Research has shown exercise is the best medicine. It can offset age related cellular damage, improve cardiorespiratory fitness, muscular strength, and general mobility. Essentially slowing the aging process.


How aging affects the average body:

  • Our skeletal muscles have decreased aerobic capacity due to circulatory changes.

  • We lose about 40% of our muscle mass by age 80 due to a variety of factors including inflammatory stress, physical inactivity, and changes in our hormone levels.

  • With the decreased muscular output, any comorbidities increases the risk for frailty dramatically.

Why does this happen?

Our cells are exposed to damaging effects of inflammation and oxidative stress throughout our lives. This damage (along with other environmental and genetic factors) influences how your body loses muscle mass and bone density, gains fat, and metabolism changes.


Do YOU want to age like the “average” person?


Thankfully, we can change one of the most influential causes of cellular stress and aging.

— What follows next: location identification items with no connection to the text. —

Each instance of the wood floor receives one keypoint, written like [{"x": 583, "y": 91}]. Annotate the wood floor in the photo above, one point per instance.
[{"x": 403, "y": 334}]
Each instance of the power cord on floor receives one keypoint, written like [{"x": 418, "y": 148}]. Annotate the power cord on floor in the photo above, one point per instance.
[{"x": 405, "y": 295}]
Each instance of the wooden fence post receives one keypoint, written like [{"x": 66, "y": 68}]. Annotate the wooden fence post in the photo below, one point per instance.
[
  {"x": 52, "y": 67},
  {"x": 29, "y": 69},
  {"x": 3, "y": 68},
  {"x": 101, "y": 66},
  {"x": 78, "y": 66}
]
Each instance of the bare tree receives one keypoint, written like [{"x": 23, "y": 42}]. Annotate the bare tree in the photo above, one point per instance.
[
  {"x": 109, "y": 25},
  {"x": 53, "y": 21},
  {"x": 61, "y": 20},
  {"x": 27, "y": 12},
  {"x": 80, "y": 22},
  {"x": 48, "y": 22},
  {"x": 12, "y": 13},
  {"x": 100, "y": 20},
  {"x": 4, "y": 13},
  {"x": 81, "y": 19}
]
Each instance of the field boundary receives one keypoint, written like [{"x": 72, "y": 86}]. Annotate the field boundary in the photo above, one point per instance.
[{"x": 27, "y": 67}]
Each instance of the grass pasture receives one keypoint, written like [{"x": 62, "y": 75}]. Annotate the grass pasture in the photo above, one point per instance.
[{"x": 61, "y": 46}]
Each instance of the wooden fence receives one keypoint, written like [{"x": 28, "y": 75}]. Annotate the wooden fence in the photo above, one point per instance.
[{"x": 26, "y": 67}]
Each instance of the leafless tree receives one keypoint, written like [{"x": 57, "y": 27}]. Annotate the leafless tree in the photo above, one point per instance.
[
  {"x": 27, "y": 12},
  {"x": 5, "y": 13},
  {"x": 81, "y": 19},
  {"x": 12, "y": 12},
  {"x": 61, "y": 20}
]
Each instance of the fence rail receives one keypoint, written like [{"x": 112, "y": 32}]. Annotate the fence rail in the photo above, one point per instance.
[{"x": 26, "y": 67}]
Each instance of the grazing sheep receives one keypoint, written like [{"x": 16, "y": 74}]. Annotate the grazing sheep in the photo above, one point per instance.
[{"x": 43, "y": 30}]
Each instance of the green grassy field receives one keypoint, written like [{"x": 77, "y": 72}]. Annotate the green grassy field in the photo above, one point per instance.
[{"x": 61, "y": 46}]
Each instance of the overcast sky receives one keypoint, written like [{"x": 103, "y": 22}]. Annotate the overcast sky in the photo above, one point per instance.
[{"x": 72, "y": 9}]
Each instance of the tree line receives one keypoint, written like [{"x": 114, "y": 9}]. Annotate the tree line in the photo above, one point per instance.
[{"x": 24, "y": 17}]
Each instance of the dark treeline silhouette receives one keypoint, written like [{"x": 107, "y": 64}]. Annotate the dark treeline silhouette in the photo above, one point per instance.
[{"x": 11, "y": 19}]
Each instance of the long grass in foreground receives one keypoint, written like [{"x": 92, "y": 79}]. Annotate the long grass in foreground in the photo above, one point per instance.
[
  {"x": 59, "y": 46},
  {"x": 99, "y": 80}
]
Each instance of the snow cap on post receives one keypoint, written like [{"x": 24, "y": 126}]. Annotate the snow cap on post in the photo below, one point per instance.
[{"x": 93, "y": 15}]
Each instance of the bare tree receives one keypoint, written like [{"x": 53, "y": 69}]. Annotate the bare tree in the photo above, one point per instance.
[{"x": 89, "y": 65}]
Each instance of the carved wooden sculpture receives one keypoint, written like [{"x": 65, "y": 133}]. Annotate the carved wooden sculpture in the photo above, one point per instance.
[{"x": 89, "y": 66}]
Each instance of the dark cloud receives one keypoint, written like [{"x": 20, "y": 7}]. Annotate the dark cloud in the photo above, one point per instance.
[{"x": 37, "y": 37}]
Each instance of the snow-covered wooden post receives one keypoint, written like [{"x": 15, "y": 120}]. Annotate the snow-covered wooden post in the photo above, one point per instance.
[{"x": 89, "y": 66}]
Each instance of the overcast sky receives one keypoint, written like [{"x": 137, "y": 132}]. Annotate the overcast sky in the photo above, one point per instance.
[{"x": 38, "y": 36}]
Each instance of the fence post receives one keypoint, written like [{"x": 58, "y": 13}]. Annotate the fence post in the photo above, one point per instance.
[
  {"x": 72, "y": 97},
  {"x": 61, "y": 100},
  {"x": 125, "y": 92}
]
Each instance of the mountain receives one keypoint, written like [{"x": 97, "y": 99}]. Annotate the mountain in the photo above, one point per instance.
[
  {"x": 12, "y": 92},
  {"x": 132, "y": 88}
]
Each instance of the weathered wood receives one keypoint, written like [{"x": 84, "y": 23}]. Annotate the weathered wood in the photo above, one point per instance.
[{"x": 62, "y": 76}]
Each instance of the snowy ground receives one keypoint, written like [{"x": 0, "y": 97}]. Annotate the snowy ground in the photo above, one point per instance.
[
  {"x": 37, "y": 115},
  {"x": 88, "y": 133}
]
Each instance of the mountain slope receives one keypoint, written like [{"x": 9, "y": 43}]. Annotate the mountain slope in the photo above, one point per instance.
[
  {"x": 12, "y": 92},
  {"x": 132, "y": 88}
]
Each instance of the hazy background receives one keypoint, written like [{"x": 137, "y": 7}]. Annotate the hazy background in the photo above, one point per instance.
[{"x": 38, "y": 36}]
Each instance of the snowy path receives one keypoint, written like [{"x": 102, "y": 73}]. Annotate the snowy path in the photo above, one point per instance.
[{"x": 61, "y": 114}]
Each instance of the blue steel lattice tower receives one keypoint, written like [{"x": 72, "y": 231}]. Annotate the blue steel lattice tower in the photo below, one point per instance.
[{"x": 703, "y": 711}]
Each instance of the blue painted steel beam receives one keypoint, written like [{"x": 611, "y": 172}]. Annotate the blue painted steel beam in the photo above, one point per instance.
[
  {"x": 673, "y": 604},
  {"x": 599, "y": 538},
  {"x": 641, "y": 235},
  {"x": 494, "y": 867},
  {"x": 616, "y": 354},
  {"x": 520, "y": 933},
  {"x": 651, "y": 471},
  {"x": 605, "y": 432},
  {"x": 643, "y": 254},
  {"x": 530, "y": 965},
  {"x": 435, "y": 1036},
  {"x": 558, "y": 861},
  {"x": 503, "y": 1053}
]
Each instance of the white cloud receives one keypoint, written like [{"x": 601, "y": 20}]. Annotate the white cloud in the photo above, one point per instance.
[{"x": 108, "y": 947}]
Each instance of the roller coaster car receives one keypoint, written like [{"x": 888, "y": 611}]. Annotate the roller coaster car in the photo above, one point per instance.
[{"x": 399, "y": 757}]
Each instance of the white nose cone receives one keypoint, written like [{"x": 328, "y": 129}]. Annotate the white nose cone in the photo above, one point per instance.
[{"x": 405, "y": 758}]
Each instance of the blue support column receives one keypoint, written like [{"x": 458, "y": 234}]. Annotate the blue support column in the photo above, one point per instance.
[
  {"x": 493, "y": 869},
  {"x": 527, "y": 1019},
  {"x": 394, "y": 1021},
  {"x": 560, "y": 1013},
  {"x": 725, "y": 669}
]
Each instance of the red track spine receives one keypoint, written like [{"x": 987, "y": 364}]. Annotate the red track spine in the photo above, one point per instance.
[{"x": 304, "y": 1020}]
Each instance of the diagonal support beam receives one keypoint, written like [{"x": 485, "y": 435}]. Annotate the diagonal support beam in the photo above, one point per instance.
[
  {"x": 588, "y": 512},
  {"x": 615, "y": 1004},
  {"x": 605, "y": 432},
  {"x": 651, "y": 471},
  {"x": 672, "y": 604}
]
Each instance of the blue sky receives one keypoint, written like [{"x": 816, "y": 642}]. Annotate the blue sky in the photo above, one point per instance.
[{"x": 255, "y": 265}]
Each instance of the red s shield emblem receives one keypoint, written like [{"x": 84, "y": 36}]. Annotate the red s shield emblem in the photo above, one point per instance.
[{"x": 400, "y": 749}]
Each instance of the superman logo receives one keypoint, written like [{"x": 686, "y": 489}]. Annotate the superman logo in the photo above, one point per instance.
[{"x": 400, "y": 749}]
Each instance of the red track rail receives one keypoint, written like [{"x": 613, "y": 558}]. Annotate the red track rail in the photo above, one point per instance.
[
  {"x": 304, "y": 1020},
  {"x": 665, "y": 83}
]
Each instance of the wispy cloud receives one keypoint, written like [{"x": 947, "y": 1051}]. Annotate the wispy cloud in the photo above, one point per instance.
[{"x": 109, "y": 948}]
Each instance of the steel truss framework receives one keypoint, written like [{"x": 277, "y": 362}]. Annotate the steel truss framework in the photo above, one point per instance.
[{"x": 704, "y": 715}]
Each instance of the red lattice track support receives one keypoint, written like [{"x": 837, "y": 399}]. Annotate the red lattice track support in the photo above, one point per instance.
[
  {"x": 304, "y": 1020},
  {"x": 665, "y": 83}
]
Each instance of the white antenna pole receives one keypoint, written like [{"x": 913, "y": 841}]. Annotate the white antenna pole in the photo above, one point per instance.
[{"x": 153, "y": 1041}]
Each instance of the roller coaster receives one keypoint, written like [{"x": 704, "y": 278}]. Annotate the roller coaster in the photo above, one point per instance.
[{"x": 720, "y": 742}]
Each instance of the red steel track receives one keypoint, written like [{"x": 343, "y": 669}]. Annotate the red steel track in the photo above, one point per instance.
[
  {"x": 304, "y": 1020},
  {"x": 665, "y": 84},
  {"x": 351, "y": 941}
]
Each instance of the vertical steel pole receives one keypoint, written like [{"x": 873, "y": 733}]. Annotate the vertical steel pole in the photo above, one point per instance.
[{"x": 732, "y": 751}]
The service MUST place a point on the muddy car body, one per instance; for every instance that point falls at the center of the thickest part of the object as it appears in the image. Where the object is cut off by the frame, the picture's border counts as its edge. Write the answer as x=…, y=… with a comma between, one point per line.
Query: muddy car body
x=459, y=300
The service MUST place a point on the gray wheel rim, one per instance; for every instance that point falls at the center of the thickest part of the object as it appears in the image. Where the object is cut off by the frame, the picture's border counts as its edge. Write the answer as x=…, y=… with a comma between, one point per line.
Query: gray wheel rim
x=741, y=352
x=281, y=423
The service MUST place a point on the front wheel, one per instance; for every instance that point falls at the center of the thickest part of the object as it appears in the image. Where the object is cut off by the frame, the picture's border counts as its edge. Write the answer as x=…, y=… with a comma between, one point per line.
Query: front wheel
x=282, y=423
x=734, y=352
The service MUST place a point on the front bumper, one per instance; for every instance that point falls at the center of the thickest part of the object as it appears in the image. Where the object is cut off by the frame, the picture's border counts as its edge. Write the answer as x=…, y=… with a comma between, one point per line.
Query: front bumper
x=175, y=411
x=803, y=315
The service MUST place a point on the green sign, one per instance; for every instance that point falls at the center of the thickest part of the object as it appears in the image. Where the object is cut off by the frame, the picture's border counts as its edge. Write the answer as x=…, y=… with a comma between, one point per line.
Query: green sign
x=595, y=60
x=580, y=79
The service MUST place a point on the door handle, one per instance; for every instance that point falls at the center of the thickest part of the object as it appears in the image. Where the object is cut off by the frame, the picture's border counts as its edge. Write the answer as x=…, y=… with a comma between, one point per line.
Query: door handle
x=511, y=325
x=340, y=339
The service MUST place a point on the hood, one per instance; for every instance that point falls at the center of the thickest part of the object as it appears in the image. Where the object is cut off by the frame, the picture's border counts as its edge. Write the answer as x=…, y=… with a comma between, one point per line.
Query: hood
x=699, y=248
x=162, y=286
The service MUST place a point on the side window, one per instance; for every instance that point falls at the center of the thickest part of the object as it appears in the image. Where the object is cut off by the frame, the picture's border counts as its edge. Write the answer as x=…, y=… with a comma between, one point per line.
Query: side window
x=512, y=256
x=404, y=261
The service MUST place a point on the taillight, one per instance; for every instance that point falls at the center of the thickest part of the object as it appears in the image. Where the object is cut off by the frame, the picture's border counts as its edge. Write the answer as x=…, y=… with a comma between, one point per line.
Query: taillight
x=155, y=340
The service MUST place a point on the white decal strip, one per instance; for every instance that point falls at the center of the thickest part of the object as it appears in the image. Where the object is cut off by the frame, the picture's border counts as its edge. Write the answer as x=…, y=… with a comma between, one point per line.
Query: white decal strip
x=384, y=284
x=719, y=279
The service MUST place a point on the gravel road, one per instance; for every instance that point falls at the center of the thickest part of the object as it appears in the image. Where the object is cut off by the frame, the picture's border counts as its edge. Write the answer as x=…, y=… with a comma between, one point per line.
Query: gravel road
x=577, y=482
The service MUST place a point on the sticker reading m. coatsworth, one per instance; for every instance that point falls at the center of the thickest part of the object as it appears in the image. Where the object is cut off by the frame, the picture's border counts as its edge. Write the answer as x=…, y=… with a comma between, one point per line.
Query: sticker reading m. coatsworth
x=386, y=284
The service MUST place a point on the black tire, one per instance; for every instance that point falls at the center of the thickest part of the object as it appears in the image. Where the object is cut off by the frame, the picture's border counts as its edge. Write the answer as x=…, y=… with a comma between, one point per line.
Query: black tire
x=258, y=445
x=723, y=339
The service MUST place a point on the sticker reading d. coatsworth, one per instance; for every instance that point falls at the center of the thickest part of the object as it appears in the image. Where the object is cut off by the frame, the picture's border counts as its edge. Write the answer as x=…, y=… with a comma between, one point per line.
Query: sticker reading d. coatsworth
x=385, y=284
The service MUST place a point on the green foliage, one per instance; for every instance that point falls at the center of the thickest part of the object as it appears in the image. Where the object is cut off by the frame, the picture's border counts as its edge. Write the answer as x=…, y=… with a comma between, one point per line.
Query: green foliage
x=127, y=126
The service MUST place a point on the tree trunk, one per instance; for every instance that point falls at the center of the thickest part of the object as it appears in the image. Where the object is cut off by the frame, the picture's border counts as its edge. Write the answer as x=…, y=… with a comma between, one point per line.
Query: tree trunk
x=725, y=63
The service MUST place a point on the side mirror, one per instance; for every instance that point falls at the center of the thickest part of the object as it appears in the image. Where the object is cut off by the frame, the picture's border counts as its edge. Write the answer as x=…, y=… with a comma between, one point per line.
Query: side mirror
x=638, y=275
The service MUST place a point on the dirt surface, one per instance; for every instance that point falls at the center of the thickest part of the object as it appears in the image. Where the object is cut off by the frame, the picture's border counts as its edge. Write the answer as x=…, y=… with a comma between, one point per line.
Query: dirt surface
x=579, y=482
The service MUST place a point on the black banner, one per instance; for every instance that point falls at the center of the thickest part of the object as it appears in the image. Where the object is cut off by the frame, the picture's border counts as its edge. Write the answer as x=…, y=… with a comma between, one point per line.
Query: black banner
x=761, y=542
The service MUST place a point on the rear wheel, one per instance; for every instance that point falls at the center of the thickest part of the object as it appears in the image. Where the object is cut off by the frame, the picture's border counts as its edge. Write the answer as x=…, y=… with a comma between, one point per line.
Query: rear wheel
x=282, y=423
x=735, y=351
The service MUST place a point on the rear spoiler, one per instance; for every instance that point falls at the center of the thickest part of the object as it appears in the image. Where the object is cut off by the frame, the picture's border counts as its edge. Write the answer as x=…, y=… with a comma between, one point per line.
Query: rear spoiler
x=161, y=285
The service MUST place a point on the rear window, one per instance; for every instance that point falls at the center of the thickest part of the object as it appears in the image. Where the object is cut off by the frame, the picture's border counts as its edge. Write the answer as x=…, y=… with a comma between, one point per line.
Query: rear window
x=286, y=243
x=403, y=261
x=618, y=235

What is that cause? It's our typically sedentary lifestyle! Regular physical activity helps counteract this and has been shown to be excellent in helping people "age successfully", that is, maintenance of functional independence as long as possible.


How Exercise Helps:


  • Regular aerobic exercise (brisk walking) has been shown to improve aerobic capacity and endurance. It also is known to decrease your risk for cardiovascular disease, and even decrease pain!

  • Resistance exercise may be even more powerful! Resistance training (using weights, bands, or even body weight resistance) is an excellent way to improve muscle mass at all stages of life, even the frail elderly! Increasing leg strength is a major factor in decreasing risk for falls and maintaining independent mobility.

  • Physical exercise is also vital for preventing and slowing neurodegenerative diseases such as Alzheimer’s and Parkinson’s. This is because it helps regulate the oxidative stress, helps build new neural connections, and helps remove toxic buildup in the brain.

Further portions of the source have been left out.